Department of Emergency Medicine, Penn Center for Addiction Medicine and Policy, University of Pennsylvania Perelman School of Medicine, Philadelphia, PA.
Center for Healing, Cooper University Health Care, Cooper Medical School of Rowan University, Camden, NJ.
Ann Emerg Med. 2024 Jul;84(1):20-28. doi: 10.1016/j.annemergmed.2024.01.041. Epub 2024 Mar 16.
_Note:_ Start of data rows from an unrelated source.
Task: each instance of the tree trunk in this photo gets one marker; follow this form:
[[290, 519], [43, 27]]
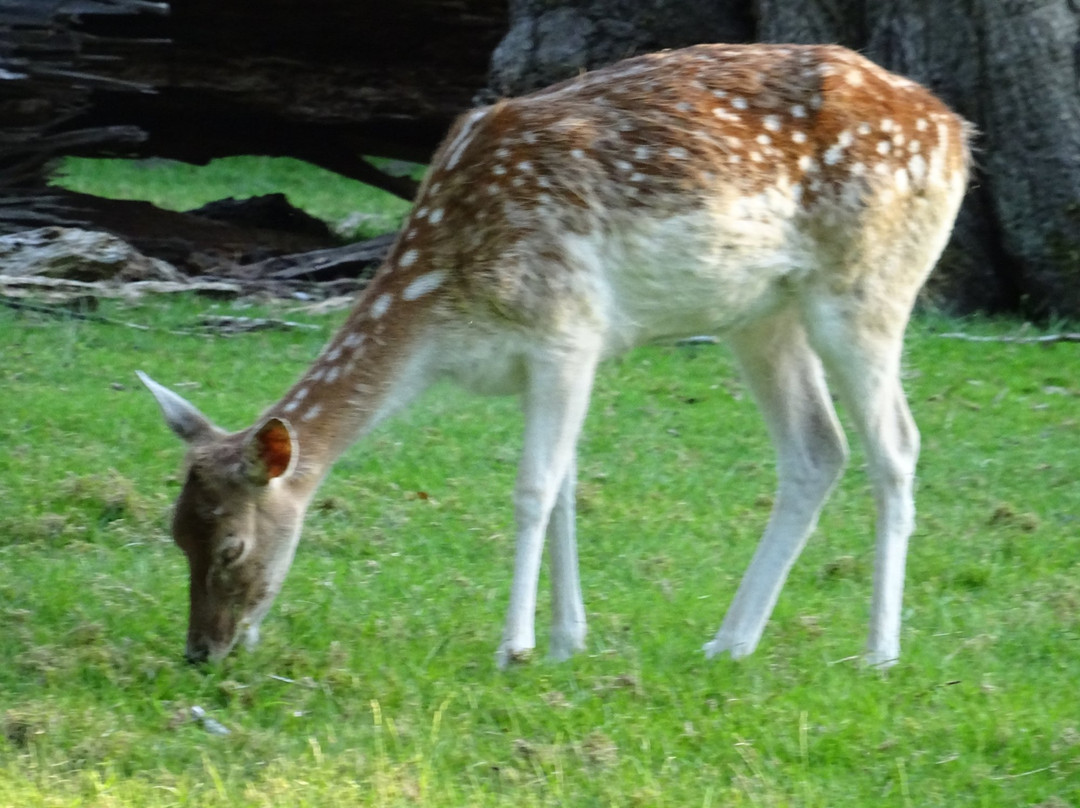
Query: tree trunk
[[1010, 66], [367, 78]]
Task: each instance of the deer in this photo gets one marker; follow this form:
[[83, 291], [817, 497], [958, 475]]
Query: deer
[[791, 200]]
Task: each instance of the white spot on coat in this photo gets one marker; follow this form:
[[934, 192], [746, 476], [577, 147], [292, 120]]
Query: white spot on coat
[[422, 285], [380, 306]]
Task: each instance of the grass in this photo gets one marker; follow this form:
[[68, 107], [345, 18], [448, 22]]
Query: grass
[[375, 682]]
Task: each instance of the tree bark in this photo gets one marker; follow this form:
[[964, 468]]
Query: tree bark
[[1010, 66]]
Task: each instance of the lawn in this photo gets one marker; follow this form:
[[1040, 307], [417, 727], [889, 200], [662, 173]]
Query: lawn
[[375, 682]]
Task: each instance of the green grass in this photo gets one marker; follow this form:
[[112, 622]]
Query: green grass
[[387, 627], [375, 682]]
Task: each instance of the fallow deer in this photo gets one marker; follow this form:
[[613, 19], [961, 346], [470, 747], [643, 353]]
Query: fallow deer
[[792, 199]]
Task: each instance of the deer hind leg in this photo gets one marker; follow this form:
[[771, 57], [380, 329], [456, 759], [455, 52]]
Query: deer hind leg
[[567, 606], [862, 351], [555, 402], [788, 384]]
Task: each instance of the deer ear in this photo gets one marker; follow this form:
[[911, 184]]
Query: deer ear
[[180, 415], [270, 452]]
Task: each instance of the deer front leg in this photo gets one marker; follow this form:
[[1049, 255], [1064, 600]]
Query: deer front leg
[[555, 401]]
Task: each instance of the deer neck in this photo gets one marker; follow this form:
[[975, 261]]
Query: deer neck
[[375, 364]]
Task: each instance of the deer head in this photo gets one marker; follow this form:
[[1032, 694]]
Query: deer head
[[238, 521]]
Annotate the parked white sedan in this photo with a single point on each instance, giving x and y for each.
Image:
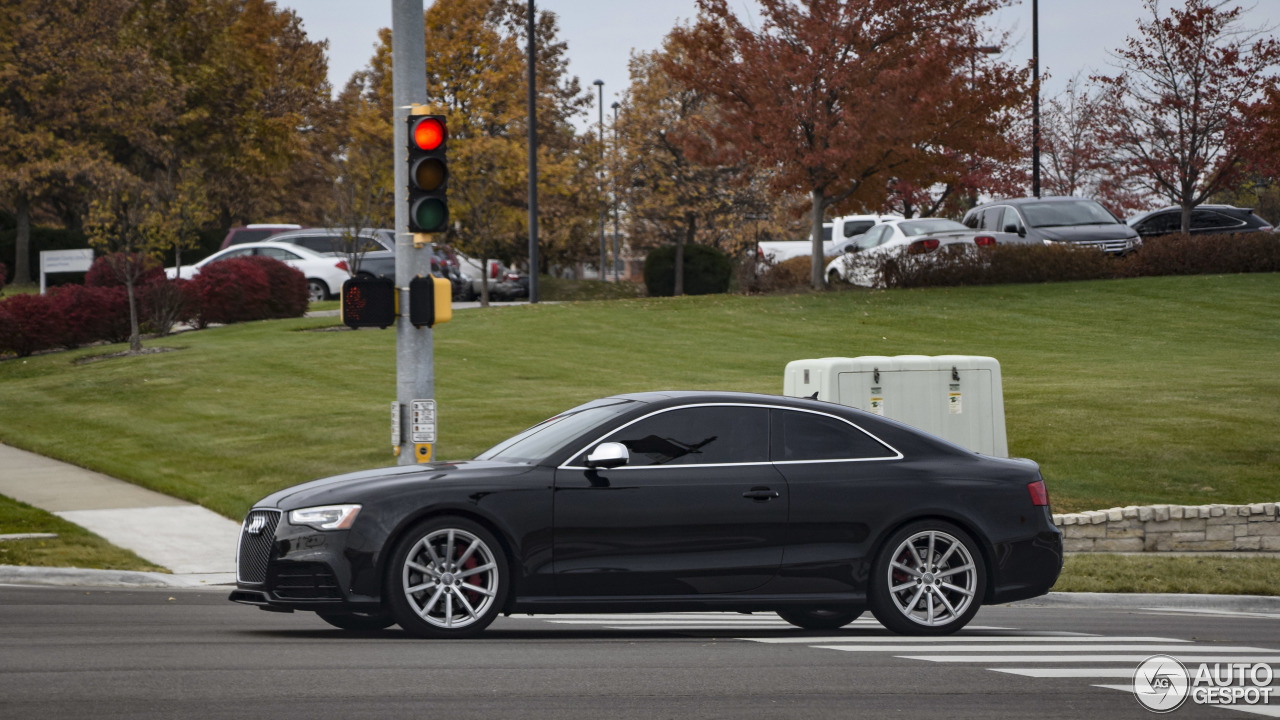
(919, 236)
(324, 272)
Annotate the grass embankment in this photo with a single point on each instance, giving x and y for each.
(1156, 390)
(73, 547)
(1176, 574)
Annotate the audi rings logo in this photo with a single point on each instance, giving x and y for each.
(1161, 683)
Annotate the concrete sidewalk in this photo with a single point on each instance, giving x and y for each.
(197, 545)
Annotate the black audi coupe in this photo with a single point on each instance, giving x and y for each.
(664, 501)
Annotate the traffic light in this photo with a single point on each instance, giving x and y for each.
(369, 302)
(430, 301)
(428, 174)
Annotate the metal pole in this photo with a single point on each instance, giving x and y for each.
(617, 268)
(533, 155)
(415, 367)
(1036, 98)
(599, 83)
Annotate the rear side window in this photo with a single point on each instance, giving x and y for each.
(698, 436)
(809, 436)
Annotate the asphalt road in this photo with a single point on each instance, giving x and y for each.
(191, 654)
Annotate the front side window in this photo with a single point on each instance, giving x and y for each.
(1068, 213)
(808, 436)
(698, 436)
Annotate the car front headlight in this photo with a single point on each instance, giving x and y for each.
(325, 518)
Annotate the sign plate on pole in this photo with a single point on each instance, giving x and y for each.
(423, 428)
(394, 424)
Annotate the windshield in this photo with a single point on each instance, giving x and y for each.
(1073, 213)
(544, 438)
(913, 228)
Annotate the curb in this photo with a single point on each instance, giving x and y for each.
(1155, 601)
(85, 578)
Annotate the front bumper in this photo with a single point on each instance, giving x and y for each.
(284, 568)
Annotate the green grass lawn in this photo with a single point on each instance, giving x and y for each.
(1155, 390)
(73, 547)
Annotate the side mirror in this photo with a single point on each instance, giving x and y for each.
(608, 455)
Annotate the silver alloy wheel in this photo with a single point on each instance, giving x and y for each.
(932, 578)
(449, 578)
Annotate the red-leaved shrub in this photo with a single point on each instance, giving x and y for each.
(27, 324)
(87, 314)
(231, 291)
(288, 287)
(106, 269)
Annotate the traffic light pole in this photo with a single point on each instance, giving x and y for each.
(415, 364)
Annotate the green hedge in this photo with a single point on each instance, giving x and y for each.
(707, 270)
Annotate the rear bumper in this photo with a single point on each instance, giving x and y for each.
(1027, 568)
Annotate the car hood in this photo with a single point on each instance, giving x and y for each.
(352, 486)
(1084, 233)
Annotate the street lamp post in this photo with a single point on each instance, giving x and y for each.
(1036, 98)
(617, 268)
(599, 83)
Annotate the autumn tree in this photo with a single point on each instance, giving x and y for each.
(671, 196)
(835, 95)
(1178, 117)
(78, 101)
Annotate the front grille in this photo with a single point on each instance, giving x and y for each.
(304, 580)
(257, 536)
(1112, 246)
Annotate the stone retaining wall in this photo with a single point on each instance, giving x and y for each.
(1173, 527)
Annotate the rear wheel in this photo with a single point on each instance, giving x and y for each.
(821, 618)
(359, 620)
(447, 579)
(928, 579)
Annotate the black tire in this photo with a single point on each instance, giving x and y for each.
(937, 597)
(318, 290)
(433, 595)
(821, 618)
(359, 620)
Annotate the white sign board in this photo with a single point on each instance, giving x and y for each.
(423, 424)
(63, 261)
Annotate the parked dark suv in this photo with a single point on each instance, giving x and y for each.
(1206, 219)
(1070, 220)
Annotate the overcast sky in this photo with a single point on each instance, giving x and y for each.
(1074, 35)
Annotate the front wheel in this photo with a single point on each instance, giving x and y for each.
(359, 620)
(928, 579)
(447, 579)
(821, 618)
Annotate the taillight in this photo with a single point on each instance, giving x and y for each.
(1040, 493)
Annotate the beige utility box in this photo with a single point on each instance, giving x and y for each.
(958, 397)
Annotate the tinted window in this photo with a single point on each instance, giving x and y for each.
(1208, 219)
(1066, 213)
(1161, 223)
(807, 436)
(698, 436)
(913, 228)
(278, 254)
(858, 227)
(549, 436)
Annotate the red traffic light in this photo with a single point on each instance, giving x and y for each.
(428, 133)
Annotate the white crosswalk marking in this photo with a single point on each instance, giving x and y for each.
(1032, 654)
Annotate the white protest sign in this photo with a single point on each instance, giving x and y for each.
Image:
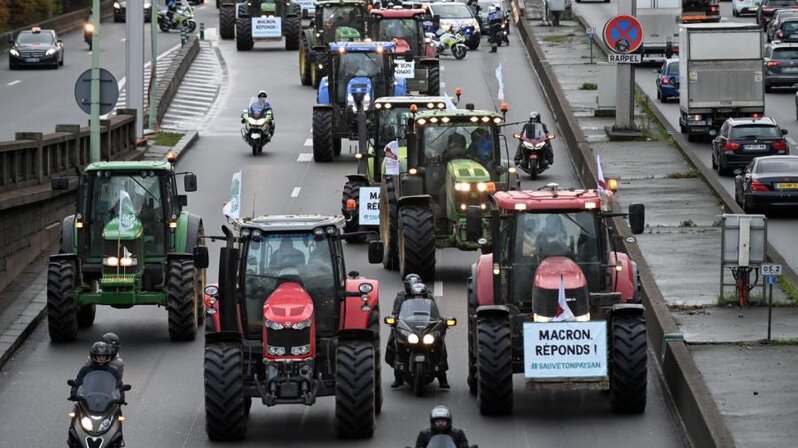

Used as a veterinary sedative and not approved for human use, xylazine has been increasingly linked with opioid overdose deaths in the United States. A growing number of people have been exposed to xylazine in the illicit opioid supply (especially fentanyl) or in other drugs, particularly in some areas of the Northeast. Xylazine is an α-2 adrenergic agonist that decreases sympathetic nervous system activity. When combined with fentanyl or heroin, it is purported to extend the duration of the opioid's sedative effect and to cause dependence and an associated withdrawal syndrome; however, data to support these concerns are limited. Despite the escalating frequency of detection of xylazine in people with nonfatal and fatal opioid overdose, direct links to these outcomes have not been identified. Because the strongest causal link is to fentanyl coexposure, ventilatory support and naloxone remain the cornerstones of overdose management. Xylazine is also associated with severe tissue injury, including skin ulcers and tissue loss, but little is known about the underlying mechanisms. Nonetheless, strategies for prevention and treatment are emerging. The significance and clinical effects of xylazine as an adulterant is focused on 4 domains that merit further evaluation: fentanyl-xylazine overdose, xylazine dependence and withdrawal, xylazine-associated dermal manifestations, and xylazine surveillance and detection in clinical and nonclinical settings. This report reflects the Proceedings of the National Institute on Drug Abuse Center for the Clinical Trials Network convening of clinical and scientific experts, federal staff, and other stakeholders to describe emerging best practices for treating people exposed to xylazine-adulterated opioids. Participants identified scientific gaps and opportunities for research to inform clinical practice in emergency departments, hospitals, and addiction medicine settings.
作为一种兽医镇静剂,尚未获得美国食品药品监督管理局批准用于人体,苯环己哌啶(xylazine)与美国阿片类药物过量死亡的关联性日益增强。越来越多的人在非法阿片供应(尤其是芬太尼)或其他药物中接触到苯环己哌啶,尤其是在东北部的一些地区。苯环己哌啶是一种 α-2 肾上腺素能激动剂,可降低交感神经系统的活性。当与芬太尼或海洛因联合使用时,据称它会延长阿片类药物镇静作用的持续时间,并导致依赖性和相关戒断综合征;然而,支持这些担忧的数据有限。尽管在非致命和致命阿片类药物过量的人群中检测到苯环己哌啶的频率不断上升,但尚未确定与这些结果的直接联系。由于与芬太尼共同暴露的关联最强,呼吸支持和纳洛酮仍然是治疗过量的基石。苯环己哌啶还与严重的组织损伤有关,包括皮肤溃疡和组织损失,但对其潜在机制知之甚少。尽管如此,预防和治疗策略正在出现。苯环己哌啶作为一种掺杂物的意义和临床影响主要集中在 4 个领域,值得进一步评估:芬太尼-苯环己哌啶过量、苯环己哌啶依赖和戒断、苯环己哌啶相关的皮肤表现以及临床和非临床环境中的苯环己哌啶监测和检测。本报告反映了国家药物滥用研究所中心临床试验网络召集临床和科学专家、联邦工作人员和其他利益攸关方的会议记录,以描述治疗接触苯环己哌啶掺杂物阿片类药物的人的新兴最佳实践。与会者确定了科学差距和研究机会,以为急诊科、医院和成瘾医学环境中的临床实践提供信息。